Whilst I frequently give back to the community with my open source software contributions, what we learnt is less about code or software, and more about how to approach problems of scaling data streams and large fan-out loads. So in this article, I introduce some of what we learnt from not just the Australian Open, but also from many of our other customers such as Stadion who deliver live experiences for premier football clubs like Man City.
I hope you find these patterns useful, and welcome your feedback and contributions.
Problem 1: Theoretically limitless and often unpredictable number of bettors receiving live updates
Most often a stream of events arrive at the app developer’s servers from a sports data provider (such as Opta or Sportradar), some business logic is applied, and the data then needs to be pushed to every device participating in that game.
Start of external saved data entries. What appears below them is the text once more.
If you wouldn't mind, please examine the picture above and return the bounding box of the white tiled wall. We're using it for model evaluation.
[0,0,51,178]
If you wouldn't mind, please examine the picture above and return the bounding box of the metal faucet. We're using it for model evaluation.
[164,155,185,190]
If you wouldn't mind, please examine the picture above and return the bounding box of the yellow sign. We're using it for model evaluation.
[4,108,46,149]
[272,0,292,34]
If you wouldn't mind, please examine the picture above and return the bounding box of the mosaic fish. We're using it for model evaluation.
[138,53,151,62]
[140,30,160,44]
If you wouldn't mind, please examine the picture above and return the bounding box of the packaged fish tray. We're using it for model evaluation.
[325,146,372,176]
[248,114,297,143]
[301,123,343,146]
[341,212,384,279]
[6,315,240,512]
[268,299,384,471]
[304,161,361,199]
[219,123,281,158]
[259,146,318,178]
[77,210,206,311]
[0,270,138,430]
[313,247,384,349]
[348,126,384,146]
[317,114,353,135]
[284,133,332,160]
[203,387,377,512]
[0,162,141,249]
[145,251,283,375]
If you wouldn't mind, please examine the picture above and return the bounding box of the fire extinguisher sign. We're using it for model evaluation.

For example, when a goal is scored, you may want every user of your service to receive that update within 200 milliseconds anywhere on earth. The challenge typically is that you want that target latency to be met when you have just one or millions of users, without changing your architecture as the volumes increase.
Pattern 1# — Pub/Sub
This pattern is hardly new, it’s been around since 1987, yet it’s still a good way to approach asynchronous realtime data distribution. The pattern involves two roles, Pub represents the publisher, Sub represents the subscriber. The pattern specifies that the publisher (your server typically) publishes messages without any knowledge of how many subscribers there are. And subscribers register to receive message without any knowledge of the publishers. This ensures the two roles are intentionally decoupled with a middleware broker responsible for receiving messages and fanning out the messages to the subscribers.
How does this help?
It ensures your apps scale to theoretically limitless subscribers without any changes to the design of your system, thus keeping your stack simple whilst giving you the scale you need. The middleware broker is responsible for providing scale. If you chose a middleware solution that has proven scale, then by adopting the pub/sub pattern, as you scale only one component needs to address that need in a predictable way.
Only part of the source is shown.